So I'm seeing a blip going from text->graphics, but not from graphics->text.

I troubleshooted this issue today, and I was able to reproduce and fix this. This is definitely a bug in CRT Terminator firmware.

What is happening here is that when a video mode is changed, the video mode/resolution counters on the PC VGA card are reset, i.e. the new video mode on the PC starts clocking out the new video mode abruptly, unsynchronized with the previous video mode. This will generally cause a vsync pulse to be emitted at a random time with respect to the old video mode scanout.

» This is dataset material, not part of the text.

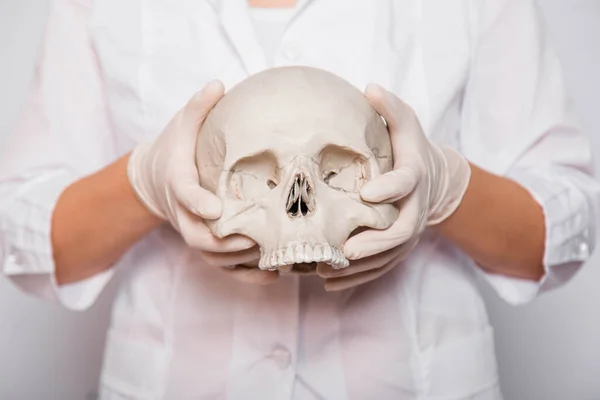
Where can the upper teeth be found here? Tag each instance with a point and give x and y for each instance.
(296, 253)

CRT Terminator's interlaced video mode detection misinterpreted this unexpected vsync pulse timing, and for a duration of a single frame, misunderstood that an interlaced video mode is being activated. Due to internal memory framebuffer bandwidth limitations, there are specific restrictions to interlaced video modes. This resulted in CRT Terminator thinking it needed to switch the output video mode, and as result the the output video mode briefly lost sync. The very next frame, CRT Terminator would then realize that the current video mode is not interlaced at all, and it would resume the normal operation.

I have authored a fix, which will go through testing and verification. I'll push an update out as soon as that is done. Thanks for reporting this issue! If you find any other video sync losses when MultiMode and StutterStop are disabled, please let me know.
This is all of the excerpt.